J K Cements Ltd Directors Reports

Dear Members,

Your Directors have pleasure in presenting Company's Twenty Ninth Annual Report and Audited Financial Statements for the year ended 31st March, 2023.

1. Financial Results

Particulars 2022-23 2021-22
Revenue from operations 899859.90 767858.40
Profit before depreciation & Tax and exceptional items 116172.12 137555.53
Less: Depreciation 36146.40 28201.96
Less: Exceptional items NIL 13000.00
Profit Before Tax 80025.72 96353.57
Tax Expense (Including deferred tax and tax adjustment of earlier years) 23771.62 33285.85
Profit After Tax 56254.10 63067.72
Add: OCI (Other Comprehensive Income) 319.47 380.61
Add: Retained earnings at the beginning of the year 208070.74 174854.95
Add: Transfer from Debenture Redemption Reserve 1307.35 1357.70
Less: Transfer to General Reserve 20000.00 20000.00
Less: Dividend on Equity Shares 11590.24 11590.24
Balance to be carried forward 234361.42 208070.74

2. Performance of the Company

Your Company's performance during the year under report has overall improved. However, substantial increase in input costs impacted profitability.The

Company's Revenue from Operations increased by 17.19% to H 899859.90 Lacs during the year compared to H767858.40 Lacs in previous year.Profit after Tax decreased to H56254.10 Lacs compared to H63067.72 Lacs.

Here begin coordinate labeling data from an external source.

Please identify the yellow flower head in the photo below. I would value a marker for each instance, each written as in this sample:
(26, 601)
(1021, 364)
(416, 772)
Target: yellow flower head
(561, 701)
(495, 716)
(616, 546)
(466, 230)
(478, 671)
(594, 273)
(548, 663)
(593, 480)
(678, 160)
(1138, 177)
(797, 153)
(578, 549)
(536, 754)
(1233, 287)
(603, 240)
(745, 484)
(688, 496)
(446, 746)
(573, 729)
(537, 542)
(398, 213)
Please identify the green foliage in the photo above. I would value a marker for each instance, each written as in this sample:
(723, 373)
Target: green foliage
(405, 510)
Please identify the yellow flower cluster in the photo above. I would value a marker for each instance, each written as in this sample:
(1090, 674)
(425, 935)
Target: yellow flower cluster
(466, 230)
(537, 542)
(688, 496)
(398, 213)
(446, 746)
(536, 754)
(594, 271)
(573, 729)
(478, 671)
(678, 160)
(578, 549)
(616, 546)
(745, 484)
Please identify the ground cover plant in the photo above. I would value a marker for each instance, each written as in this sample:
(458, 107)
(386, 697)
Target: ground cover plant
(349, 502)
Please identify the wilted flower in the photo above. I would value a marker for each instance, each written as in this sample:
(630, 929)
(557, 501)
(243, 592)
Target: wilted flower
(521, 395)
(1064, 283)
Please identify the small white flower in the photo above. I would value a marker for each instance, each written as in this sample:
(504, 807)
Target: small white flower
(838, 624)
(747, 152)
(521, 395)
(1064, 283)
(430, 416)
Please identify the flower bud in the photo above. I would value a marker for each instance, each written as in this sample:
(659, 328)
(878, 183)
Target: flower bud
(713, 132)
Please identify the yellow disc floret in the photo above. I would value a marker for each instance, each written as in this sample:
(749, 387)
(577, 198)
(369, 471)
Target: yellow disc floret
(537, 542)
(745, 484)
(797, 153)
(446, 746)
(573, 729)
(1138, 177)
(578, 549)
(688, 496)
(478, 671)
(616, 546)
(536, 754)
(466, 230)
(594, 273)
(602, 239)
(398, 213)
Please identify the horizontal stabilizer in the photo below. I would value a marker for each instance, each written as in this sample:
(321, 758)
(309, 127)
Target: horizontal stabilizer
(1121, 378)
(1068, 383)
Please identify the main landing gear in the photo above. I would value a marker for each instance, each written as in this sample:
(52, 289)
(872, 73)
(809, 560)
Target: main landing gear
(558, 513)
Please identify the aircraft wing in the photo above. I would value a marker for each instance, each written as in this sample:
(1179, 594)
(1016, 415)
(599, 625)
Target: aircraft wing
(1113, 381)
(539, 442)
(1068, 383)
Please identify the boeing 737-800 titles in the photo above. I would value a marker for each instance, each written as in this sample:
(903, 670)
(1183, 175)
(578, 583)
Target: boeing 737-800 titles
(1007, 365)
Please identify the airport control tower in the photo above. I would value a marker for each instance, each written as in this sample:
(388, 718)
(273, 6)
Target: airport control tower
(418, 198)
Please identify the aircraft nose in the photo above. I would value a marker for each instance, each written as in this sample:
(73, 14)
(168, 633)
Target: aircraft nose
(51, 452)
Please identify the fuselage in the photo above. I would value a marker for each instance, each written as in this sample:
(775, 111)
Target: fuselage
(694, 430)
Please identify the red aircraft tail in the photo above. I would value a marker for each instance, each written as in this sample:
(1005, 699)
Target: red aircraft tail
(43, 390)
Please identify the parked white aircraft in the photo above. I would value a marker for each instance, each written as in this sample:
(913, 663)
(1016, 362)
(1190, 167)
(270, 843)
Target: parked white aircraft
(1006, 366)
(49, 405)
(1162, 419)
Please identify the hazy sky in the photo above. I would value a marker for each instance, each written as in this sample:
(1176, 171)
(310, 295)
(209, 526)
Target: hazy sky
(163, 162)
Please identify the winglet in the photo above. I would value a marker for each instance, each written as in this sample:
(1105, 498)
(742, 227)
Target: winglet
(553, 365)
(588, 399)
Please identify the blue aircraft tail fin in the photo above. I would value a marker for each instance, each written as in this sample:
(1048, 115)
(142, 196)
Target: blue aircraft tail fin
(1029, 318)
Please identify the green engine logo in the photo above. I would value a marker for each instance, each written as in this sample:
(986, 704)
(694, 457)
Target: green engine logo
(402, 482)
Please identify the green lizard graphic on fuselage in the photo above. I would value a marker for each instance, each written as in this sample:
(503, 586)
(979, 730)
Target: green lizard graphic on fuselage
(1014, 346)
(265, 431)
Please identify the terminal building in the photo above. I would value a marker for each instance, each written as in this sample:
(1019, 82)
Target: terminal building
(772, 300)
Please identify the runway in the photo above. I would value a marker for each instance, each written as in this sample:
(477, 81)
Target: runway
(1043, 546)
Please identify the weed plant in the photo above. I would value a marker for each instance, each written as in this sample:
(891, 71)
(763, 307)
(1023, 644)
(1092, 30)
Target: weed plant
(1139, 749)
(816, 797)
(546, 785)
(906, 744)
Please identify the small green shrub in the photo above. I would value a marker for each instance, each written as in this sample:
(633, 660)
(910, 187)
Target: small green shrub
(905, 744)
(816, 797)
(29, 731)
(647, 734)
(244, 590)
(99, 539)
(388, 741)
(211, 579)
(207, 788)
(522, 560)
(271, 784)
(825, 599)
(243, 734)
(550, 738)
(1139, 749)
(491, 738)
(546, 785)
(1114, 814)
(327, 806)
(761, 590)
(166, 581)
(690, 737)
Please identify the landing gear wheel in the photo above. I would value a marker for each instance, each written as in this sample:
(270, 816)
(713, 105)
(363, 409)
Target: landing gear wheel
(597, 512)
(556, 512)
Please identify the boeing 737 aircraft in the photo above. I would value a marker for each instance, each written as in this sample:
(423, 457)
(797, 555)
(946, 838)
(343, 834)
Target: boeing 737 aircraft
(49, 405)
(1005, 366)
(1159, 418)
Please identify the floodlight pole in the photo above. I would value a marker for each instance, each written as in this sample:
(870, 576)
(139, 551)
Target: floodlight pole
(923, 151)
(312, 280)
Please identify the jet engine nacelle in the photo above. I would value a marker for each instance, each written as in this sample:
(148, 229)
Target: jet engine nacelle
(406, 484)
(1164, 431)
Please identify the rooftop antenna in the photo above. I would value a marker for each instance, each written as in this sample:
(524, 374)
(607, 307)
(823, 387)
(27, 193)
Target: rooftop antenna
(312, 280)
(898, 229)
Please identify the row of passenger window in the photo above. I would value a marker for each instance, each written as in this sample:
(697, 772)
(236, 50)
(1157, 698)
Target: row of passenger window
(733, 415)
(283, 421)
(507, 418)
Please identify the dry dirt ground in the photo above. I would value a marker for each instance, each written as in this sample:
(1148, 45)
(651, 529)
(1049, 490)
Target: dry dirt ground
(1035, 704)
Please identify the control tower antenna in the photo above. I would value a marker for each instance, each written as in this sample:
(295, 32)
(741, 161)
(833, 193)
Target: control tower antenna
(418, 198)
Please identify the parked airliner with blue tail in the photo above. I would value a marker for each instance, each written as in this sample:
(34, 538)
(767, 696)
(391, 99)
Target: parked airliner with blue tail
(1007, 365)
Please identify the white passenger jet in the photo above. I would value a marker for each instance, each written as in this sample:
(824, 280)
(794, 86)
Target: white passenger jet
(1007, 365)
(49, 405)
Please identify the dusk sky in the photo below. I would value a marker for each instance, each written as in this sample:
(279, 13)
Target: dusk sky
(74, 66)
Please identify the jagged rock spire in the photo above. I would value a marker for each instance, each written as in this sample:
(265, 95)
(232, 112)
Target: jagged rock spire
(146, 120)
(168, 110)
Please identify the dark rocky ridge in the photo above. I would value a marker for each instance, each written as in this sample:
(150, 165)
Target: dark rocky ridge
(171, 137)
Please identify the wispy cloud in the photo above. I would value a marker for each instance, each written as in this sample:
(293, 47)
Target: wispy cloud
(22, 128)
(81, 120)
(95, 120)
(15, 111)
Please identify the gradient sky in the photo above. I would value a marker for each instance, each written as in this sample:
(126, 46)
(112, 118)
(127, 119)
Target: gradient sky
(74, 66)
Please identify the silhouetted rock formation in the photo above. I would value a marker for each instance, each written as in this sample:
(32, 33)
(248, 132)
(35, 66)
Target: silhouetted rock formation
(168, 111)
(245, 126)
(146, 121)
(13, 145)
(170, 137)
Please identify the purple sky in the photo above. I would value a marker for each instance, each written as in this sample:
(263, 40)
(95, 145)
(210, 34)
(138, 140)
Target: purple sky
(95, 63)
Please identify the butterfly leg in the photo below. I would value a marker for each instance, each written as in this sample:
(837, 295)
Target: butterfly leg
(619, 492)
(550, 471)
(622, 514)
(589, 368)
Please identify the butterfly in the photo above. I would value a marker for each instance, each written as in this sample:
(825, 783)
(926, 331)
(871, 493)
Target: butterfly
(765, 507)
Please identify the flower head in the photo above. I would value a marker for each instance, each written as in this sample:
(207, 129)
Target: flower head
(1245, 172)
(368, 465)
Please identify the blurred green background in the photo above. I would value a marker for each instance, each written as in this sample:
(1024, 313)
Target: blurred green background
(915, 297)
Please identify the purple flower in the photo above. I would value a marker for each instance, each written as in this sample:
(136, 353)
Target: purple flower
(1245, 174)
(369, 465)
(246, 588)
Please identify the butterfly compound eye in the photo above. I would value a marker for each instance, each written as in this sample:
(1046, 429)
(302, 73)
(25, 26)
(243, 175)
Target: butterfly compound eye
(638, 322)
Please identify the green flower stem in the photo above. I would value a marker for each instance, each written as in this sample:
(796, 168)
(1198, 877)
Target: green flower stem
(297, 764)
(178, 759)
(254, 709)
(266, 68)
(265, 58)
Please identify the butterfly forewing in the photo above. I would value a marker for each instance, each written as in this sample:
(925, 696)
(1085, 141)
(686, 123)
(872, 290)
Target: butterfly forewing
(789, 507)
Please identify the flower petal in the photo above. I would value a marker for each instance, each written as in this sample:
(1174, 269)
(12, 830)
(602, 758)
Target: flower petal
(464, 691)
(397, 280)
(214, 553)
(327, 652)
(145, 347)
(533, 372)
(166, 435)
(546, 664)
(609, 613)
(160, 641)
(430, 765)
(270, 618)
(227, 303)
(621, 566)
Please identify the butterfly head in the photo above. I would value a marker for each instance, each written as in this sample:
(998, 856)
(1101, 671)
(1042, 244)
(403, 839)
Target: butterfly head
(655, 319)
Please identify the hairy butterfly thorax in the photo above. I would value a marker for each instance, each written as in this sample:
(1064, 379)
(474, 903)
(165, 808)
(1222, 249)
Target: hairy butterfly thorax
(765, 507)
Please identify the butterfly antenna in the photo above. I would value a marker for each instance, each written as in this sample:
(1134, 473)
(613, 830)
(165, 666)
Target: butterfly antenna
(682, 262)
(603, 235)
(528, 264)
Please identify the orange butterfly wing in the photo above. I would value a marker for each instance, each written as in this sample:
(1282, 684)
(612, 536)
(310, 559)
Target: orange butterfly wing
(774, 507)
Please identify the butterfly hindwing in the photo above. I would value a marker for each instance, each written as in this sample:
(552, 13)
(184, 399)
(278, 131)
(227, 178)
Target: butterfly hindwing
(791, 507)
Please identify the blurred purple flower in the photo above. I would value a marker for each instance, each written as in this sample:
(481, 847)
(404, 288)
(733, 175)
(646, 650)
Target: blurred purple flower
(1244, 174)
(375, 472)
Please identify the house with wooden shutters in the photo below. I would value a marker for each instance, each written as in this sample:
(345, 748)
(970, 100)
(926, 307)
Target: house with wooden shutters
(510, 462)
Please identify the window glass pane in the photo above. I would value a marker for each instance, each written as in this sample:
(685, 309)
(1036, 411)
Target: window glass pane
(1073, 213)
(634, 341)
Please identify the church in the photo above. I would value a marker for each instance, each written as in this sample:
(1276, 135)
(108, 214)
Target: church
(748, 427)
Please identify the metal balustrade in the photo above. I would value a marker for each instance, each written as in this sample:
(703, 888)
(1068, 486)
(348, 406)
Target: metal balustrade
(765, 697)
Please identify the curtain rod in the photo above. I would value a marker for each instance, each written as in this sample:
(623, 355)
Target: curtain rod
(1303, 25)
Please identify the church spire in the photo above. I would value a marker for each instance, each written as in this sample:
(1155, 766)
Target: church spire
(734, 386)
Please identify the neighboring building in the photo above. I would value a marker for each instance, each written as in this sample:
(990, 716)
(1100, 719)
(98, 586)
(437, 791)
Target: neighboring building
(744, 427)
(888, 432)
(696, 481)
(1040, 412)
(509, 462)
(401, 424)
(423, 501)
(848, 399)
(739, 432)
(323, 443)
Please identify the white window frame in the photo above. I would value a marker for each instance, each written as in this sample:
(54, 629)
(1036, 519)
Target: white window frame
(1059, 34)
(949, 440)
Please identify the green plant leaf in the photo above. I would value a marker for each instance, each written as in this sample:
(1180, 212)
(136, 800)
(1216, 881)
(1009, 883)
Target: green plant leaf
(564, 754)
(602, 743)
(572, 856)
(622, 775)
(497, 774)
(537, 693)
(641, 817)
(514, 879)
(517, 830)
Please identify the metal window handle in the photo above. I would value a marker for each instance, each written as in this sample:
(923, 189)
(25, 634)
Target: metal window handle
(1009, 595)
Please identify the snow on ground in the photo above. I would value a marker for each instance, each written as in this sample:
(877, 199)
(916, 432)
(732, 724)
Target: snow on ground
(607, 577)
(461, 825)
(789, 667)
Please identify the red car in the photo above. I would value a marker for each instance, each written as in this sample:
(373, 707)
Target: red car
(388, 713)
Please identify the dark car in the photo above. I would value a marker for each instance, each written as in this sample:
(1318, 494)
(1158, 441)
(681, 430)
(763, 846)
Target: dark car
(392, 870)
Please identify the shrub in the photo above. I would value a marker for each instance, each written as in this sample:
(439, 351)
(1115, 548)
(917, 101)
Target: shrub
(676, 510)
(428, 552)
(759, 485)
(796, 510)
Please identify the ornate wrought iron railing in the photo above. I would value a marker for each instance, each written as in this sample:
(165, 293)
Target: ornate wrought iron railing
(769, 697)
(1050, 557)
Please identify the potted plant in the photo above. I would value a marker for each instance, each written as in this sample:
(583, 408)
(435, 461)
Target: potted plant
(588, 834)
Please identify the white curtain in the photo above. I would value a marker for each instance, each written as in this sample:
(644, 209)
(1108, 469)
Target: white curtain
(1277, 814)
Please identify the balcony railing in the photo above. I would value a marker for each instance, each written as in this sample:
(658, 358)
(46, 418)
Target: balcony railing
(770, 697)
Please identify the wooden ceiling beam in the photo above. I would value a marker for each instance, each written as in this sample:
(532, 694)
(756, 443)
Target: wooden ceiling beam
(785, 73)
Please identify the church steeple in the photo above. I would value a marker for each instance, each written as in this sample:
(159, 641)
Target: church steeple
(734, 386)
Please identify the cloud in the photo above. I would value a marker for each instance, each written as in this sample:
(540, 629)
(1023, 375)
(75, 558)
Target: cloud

3. Performance of the Subsidiary /Joint Venture Companies

The Company has three wholly owned subsidiaries two in India viz. JaykayCem (Central) Ltd and JK Maxx Paint Ltd (formerly known as ‘JK Paints & Coatings Limited') and another in UAE viz JK Cement (Fujairah) FZC. JK Maxx Paint Ltd (formerly known as ‘JK Paints & Coatings Limited') has a step down subsidiary viz Acro Paints Ltd. The UAE subsidiary has one step down subsidiary and such step down subsidiary has a subsidiary in Africa. There has been no material change in nature of the business of subsidiaries.

Subsidiary Company

J.K. Cement (Fujairah) FZC (JKCF) recorded net income of AED 1933446 (equivalent to H422.92 Lacs) for the period from April,2022 to 31st March, 2023 (Previous year net Loss of AED 114172584.99 equivalent to H 23162.87 Lacs)

JK Cement Works (Fujairah) FZC (JKCWF) is primarly involved in the business of manufacturing and sale of white cement in Middle East and GCC markets. It has reported a turnover of AED 184986144.73 (equivalent to 40463.31 lacs) (Previous year AED 166408466.55 equivalent to H 33260.29 Lacs). It recorded a loss before OCI of AED 34494877.02 (equivalent to H7247.22 Lacs) for the period from April, 2022 to 31st March, 2023 {Previous year a loss of AED 39501152.48 equivalent to H 7908.22 lacs.}.

JK White Cement (Africa) Ltd. is second level step down subsidiary of the Company, incorporated on 4th November, 2018, in Republic of Tanzania. 99.90 % stake is held by JK Cement Works (Fujairah) FZC. It is engaged in the business of manufacturing/trading/ import/export of all types of cement, wall putty other allied products, cement clinker, limestone, gypsum etc.

Jaykaycem (Central) Ltd, has set up grey cement manufacturing facilities in the state of Uttar Pradesh and Madhya Pradesh, recorded a revenue of H 33002.84 Lacs and net loss of H5969.40 Lacs (previous year loss H 97.31 Lacs) for the year ended 31st March, 2023. It is proposed to amalgamate with your Company and as on the date of reporting amalgamation is yet to be effective.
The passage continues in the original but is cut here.